Below is a behind-the-scenes look at how part-year tax calculations are performed in most states (it gets a little geeky, so beware).
What counts as income?
In general, taxable income for part-year residents includes earnings received while a resident of that state, as well as income from tangible property (property that can be physically touched, such as buildings, cars, computers, or furniture) located in the state.
Income from intangible property (such as interest income, dividends, and pensions) is generally reported to the state you were living in when you received the income.
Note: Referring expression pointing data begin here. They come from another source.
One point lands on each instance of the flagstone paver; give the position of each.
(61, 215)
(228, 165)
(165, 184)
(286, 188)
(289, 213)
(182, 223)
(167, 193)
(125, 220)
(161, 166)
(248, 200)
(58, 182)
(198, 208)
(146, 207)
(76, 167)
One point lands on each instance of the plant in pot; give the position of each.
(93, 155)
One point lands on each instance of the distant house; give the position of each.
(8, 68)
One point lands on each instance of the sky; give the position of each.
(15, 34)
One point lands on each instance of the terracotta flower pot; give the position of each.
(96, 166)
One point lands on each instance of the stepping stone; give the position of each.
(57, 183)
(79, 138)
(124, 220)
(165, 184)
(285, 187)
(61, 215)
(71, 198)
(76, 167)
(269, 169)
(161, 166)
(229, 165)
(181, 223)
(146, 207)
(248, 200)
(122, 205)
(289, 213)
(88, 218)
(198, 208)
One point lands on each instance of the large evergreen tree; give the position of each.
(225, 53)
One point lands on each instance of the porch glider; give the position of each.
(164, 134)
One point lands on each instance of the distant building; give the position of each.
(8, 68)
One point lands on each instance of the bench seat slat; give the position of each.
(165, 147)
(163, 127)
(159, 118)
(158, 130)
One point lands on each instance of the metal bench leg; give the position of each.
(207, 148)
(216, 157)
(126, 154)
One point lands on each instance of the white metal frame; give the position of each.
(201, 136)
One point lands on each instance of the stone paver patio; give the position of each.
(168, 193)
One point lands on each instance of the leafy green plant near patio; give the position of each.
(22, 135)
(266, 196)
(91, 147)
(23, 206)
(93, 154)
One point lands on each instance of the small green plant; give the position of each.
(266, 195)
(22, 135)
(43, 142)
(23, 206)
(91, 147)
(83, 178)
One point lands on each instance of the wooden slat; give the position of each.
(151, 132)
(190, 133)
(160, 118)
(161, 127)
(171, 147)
Let's say you moved from the fictitious state of Alpha to the fictitious state of Beta last year, and your total income for the year was $100,000. You earned $75,000 in Alpha and $25,000 in Beta.
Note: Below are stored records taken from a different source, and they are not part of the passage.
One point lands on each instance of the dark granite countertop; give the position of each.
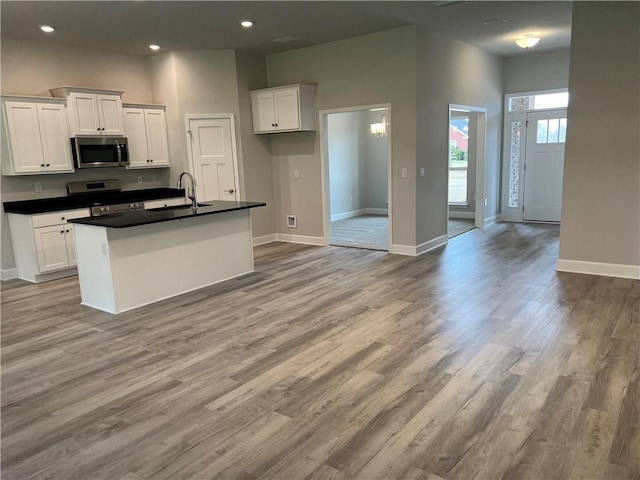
(54, 204)
(157, 215)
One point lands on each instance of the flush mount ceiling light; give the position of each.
(527, 41)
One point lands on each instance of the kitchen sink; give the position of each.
(178, 207)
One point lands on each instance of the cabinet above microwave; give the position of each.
(92, 112)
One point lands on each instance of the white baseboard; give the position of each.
(467, 215)
(8, 274)
(345, 215)
(491, 220)
(402, 249)
(431, 244)
(376, 211)
(305, 240)
(419, 249)
(597, 268)
(264, 239)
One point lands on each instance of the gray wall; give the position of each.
(532, 71)
(366, 70)
(255, 150)
(453, 72)
(601, 196)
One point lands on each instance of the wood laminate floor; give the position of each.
(476, 361)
According to Alpha's tax tables, the tax on your total income of $100,000 is $9,500. In compliance with Alpha's tax laws, we'd apply a factor of .75 (the percentage of your total income earned in Alpha) to the $9,500 tax to come up with $7,125. This is your total tax bill for Alpha.
The same calculation is performed on your Beta state return, except we'd apply a factor of .25 to whatever tax Beta levies on $100,000 of income, and that would be your tax bill for Beta.
Now, let's suppose you earned your entire yearly income of $100,000 in Alpha, but you only lived there for 1 month. Your Alpha tax would be $9,500 (we'd apply a factor of 1 because you earned 100% of your income there) and you wouldn't owe any taxes in Beta, even though you lived there the remaining 11 months.
In other words, length of residency doesn't even come into play in most states. What matters is the percentage of total income earned in that state. The higher the percentage, the larger the proportion of taxes paid to that state.